From: Eric Dumazet <eric.dumazet@gmail.com>
To: David Miller <davem@davemloft.net>
Cc: netdev <netdev@vger.kernel.org>,
"Tom Herbert" <therbert@google.com>,
"Neal Cardwell" <ncardwell@google.com>,
"Ilpo Järvinen" <ilpo.jarvinen@helsinki.fi>,
"H.K. Jerry Chu" <hkchu@google.com>,
"Yuchung Cheng" <ycheng@google.com>
Subject: [PATCH net-next] tcp: reduce out_of_order memory use
Date: Sun, 18 Mar 2012 06:37:34 -0700 [thread overview]
Message-ID: <1332077854.3722.52.camel@edumazet-laptop> (raw)
With increasing receive window sizes, but speed of light not improved
that much, out of order queue can contain a huge number of skbs, waiting
to be moved to receive_queue when missing packets can fill the holes.
Some devices happen to use fat skbs (truesize of 4096 + sizeof(struct
sk_buff)) to store regular (MTU <= 1500) frames. This makes highly
probable sk_rmem_alloc hits sk_rcvbuf limit, which can be 4Mbytes in
many cases.
When limit is hit, tcp stack calls tcp_collapse_ofo_queue(), a true
latency killer and cpu cache blower.
Doing the coalescing attempt each time we add a frame in ofo queue
permits to keep memory use tight and in many cases avoid the
tcp_collapse() thing later.
Tested on various wireless setups (b43, ath9k, ...) known to use big skb
truesize, this patch removed the "packets collapsed in receive queue due
to low socket buffer" I had before.
This also reduced average memory used by tcp sockets.

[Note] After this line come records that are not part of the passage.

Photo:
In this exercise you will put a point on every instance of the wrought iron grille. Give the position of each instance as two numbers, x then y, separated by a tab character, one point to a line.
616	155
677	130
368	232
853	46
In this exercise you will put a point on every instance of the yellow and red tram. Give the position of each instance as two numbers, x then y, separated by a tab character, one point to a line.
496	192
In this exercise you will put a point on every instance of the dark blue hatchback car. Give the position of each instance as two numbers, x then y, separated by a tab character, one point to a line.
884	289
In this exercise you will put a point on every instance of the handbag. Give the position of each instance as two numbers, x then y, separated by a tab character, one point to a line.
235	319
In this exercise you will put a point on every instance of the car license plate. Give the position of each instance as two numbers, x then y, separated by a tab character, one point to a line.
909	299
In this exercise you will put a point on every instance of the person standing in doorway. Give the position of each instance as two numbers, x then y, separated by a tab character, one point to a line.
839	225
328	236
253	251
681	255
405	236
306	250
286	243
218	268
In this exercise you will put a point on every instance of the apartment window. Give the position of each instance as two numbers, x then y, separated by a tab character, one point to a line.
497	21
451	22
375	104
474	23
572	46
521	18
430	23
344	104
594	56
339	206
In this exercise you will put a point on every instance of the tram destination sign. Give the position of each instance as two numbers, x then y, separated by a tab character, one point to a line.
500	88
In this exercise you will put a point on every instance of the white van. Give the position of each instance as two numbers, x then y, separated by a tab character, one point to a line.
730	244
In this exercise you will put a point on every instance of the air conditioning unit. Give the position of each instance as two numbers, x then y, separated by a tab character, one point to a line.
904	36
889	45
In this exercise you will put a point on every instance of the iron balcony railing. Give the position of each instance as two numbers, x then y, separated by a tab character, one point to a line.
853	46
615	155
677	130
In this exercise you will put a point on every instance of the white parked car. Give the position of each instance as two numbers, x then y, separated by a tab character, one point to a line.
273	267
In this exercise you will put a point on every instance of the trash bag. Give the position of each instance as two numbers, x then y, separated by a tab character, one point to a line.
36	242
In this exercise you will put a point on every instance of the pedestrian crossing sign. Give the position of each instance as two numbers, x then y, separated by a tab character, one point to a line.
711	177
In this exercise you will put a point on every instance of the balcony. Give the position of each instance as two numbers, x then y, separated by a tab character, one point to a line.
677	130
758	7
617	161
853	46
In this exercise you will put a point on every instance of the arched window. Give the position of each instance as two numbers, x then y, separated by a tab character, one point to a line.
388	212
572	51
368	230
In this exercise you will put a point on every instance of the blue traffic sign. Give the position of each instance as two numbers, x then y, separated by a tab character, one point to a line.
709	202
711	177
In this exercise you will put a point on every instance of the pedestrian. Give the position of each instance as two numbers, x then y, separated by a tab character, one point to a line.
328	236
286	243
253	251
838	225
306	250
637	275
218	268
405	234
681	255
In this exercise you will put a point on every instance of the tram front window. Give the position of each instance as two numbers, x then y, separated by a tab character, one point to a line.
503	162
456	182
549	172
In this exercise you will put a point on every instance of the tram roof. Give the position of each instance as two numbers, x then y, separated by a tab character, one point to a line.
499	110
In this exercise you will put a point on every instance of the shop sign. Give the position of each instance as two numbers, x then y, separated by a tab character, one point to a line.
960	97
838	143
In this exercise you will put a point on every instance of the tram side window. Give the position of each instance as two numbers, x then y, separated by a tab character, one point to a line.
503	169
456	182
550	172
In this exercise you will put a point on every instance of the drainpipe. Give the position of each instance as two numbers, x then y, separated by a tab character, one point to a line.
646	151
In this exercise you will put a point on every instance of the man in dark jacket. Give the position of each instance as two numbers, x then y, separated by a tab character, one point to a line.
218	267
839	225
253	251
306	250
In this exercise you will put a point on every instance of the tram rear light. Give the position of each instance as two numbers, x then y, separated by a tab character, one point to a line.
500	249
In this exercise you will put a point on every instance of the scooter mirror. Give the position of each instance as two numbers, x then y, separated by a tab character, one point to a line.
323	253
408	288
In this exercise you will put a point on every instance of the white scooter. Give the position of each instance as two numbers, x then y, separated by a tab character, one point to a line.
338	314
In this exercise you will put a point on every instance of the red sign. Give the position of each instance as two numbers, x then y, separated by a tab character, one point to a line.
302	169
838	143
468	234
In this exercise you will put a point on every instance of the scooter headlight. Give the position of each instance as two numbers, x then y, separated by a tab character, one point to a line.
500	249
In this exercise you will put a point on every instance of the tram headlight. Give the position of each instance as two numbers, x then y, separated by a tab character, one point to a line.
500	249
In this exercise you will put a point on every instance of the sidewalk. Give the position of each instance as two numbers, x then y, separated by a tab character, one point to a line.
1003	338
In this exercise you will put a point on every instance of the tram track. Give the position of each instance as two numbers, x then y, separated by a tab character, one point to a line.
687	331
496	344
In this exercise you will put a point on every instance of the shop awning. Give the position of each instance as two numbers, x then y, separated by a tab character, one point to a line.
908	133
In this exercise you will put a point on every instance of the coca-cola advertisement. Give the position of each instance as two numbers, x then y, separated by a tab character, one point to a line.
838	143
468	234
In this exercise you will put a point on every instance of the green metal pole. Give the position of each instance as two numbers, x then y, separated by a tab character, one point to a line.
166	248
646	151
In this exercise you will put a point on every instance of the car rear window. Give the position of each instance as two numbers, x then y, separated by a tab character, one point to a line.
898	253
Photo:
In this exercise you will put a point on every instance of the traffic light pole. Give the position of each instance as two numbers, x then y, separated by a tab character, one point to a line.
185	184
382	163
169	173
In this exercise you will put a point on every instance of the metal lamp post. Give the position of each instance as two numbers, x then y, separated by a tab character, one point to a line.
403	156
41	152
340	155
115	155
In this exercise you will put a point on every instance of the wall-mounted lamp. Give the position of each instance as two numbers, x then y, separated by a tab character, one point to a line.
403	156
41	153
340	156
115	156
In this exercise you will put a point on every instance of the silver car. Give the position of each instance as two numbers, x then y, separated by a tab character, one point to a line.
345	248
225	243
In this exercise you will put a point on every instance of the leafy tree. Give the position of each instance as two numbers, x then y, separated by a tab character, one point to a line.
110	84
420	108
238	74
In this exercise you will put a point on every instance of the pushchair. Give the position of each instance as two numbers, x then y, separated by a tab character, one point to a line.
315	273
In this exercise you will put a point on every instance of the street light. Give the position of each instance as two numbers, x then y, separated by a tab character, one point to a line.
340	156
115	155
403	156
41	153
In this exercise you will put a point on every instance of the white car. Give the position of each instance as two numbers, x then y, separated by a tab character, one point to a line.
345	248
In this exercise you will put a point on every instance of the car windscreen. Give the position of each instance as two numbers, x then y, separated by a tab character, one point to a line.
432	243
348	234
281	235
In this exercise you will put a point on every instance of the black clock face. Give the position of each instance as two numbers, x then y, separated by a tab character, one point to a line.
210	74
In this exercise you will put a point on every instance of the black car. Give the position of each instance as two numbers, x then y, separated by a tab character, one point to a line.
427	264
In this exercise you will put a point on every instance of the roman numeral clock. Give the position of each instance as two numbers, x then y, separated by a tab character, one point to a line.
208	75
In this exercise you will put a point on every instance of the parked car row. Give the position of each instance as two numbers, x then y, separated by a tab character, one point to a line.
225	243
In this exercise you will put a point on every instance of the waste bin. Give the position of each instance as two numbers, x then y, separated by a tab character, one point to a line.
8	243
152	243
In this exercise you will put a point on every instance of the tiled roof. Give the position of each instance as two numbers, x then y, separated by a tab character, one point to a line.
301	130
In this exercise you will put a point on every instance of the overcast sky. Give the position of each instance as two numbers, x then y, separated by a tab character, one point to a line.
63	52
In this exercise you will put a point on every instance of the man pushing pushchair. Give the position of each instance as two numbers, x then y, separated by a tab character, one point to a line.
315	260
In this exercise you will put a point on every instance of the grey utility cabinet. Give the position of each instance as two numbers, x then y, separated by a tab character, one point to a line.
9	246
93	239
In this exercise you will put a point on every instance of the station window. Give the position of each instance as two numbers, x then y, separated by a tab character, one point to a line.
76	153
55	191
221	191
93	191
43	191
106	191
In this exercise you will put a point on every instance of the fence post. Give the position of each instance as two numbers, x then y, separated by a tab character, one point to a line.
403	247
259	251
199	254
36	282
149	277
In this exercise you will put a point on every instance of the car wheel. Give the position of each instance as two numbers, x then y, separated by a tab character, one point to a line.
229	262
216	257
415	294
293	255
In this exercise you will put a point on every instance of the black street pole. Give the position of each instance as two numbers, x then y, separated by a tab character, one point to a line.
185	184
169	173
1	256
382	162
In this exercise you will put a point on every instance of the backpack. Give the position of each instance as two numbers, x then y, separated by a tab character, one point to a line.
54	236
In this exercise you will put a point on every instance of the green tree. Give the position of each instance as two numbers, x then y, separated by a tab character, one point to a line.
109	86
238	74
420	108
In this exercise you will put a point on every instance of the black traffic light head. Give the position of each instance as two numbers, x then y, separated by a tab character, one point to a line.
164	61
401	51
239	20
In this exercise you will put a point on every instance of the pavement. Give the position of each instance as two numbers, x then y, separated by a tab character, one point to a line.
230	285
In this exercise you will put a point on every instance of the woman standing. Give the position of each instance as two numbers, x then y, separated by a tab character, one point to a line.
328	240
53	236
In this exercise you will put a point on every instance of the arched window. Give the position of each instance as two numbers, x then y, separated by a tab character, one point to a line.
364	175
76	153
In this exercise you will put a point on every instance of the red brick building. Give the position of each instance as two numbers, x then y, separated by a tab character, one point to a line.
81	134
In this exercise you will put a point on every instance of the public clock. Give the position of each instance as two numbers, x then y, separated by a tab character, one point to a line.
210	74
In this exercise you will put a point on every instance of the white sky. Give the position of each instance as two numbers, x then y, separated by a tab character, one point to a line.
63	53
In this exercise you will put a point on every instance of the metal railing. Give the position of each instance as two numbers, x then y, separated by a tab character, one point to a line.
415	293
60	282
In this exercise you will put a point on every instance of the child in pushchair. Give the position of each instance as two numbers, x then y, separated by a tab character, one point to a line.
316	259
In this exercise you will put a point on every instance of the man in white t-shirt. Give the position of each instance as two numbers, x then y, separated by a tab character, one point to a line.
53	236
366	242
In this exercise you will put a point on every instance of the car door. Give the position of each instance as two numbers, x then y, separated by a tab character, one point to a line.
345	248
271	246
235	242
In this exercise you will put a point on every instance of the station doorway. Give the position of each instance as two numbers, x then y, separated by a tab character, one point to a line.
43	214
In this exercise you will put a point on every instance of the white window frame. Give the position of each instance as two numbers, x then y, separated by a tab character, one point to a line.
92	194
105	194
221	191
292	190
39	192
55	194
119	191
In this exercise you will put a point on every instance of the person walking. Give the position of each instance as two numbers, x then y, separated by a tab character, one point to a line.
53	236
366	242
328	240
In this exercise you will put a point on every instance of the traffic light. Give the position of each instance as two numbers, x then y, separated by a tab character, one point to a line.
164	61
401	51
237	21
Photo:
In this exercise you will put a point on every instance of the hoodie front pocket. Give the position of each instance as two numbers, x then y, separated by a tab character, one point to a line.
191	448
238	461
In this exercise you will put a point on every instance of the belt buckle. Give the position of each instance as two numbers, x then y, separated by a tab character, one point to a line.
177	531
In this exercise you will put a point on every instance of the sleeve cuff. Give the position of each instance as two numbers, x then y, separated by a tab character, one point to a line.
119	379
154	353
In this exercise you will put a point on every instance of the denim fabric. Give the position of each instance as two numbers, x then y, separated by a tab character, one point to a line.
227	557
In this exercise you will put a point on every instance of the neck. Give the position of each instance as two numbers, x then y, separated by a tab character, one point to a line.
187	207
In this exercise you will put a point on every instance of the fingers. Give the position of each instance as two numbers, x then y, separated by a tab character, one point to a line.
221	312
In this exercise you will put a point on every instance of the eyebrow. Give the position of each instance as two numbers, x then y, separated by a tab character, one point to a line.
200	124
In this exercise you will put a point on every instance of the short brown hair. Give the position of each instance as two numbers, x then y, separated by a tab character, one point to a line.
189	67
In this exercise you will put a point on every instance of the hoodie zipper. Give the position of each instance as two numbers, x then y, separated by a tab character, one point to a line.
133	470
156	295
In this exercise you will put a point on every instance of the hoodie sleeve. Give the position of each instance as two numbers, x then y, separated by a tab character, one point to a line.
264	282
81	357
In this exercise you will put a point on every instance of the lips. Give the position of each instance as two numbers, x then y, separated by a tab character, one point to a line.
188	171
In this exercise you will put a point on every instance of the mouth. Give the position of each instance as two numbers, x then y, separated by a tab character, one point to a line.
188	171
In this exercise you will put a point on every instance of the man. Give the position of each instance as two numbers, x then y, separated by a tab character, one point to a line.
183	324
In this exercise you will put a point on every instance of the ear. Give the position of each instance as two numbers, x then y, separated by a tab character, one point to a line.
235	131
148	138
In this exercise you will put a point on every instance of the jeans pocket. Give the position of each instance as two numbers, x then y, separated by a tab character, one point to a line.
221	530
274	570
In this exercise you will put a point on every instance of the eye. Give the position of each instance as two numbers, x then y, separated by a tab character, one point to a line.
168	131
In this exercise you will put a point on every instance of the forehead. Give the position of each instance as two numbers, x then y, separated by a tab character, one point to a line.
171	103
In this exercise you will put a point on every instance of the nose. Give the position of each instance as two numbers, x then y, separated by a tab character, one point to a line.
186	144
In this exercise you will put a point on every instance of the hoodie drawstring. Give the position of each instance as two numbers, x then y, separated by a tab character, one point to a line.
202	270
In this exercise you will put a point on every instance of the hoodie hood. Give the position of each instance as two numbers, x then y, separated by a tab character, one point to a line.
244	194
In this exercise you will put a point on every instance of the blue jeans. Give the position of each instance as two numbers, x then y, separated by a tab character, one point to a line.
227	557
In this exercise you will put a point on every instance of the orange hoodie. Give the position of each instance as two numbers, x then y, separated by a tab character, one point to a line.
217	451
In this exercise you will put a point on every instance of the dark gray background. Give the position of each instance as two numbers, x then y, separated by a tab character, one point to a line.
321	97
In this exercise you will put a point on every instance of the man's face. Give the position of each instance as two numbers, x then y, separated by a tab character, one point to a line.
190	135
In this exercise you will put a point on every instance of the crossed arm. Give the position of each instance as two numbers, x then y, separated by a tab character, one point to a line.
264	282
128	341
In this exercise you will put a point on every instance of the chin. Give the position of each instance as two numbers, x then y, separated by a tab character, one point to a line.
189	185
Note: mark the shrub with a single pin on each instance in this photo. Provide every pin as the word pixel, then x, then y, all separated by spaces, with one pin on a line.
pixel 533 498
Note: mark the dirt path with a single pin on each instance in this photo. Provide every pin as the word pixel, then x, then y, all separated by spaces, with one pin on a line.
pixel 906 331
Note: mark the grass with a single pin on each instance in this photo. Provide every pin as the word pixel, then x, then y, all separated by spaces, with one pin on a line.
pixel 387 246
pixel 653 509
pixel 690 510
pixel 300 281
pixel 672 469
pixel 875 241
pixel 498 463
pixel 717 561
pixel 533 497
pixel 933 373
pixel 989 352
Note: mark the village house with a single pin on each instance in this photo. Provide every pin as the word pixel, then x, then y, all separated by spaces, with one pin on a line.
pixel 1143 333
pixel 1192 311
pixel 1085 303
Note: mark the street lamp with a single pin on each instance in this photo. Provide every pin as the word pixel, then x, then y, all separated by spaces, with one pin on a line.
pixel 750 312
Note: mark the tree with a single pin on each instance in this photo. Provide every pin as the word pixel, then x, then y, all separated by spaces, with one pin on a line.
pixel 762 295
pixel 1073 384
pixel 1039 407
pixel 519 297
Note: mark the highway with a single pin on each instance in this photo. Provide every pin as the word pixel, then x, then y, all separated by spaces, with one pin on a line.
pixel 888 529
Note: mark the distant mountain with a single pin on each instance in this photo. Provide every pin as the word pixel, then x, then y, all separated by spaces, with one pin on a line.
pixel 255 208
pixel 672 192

Signed-off-by: Eric Dumazet <eric.dumazet@gmail.com>
Cc: Neal Cardwell <ncardwell@google.com>
Cc: Yuchung Cheng <ycheng@google.com>
Cc: H.K. Jerry Chu <hkchu@google.com>
Cc: Tom Herbert <therbert@google.com>
Cc: Ilpo Järvinen <ilpo.jarvinen@helsinki.fi>
---
include/linux/snmp.h | 1 +
net/ipv4/proc.c | 1 +
net/ipv4/tcp_input.c | 19 +++++++++++++++++--
3 files changed, 19 insertions(+), 2 deletions(-)
diff --git a/include/linux/snmp.h b/include/linux/snmp.h
index 8ee8af4..2e68f5b 100644
--- a/include/linux/snmp.h
+++ b/include/linux/snmp.h
@@ -233,6 +233,7 @@ enum
LINUX_MIB_TCPREQQFULLDOCOOKIES, /* TCPReqQFullDoCookies */
LINUX_MIB_TCPREQQFULLDROP, /* TCPReqQFullDrop */
LINUX_MIB_TCPRETRANSFAIL, /* TCPRetransFail */
+ LINUX_MIB_TCPRCVCOALESCE, /* TCPRcvCoalesce */
__LINUX_MIB_MAX
};
diff --git a/net/ipv4/proc.c b/net/ipv4/proc.c
index 02d6107..8af0d44 100644
--- a/net/ipv4/proc.c
+++ b/net/ipv4/proc.c
@@ -257,6 +257,7 @@ static const struct snmp_mib snmp4_net_list[] = {
SNMP_MIB_ITEM("TCPReqQFullDoCookies", LINUX_MIB_TCPREQQFULLDOCOOKIES),
SNMP_MIB_ITEM("TCPReqQFullDrop", LINUX_MIB_TCPREQQFULLDROP),
SNMP_MIB_ITEM("TCPRetransFail", LINUX_MIB_TCPRETRANSFAIL),
+ SNMP_MIB_ITEM("TCPRcvCoalesce", LINUX_MIB_TCPRCVCOALESCE),
SNMP_MIB_SENTINEL
};
diff --git a/net/ipv4/tcp_input.c b/net/ipv4/tcp_input.c
index 68d4057..51fe686 100644
--- a/net/ipv4/tcp_input.c
+++ b/net/ipv4/tcp_input.c
@@ -4590,8 +4590,23 @@ drop:
u32 end_seq = TCP_SKB_CB(skb)->end_seq;
if (seq == TCP_SKB_CB(skb1)->end_seq) {
- __skb_queue_after(&tp->out_of_order_queue, skb1, skb);
-
+ /* Packets in ofo can stay in queue a long time.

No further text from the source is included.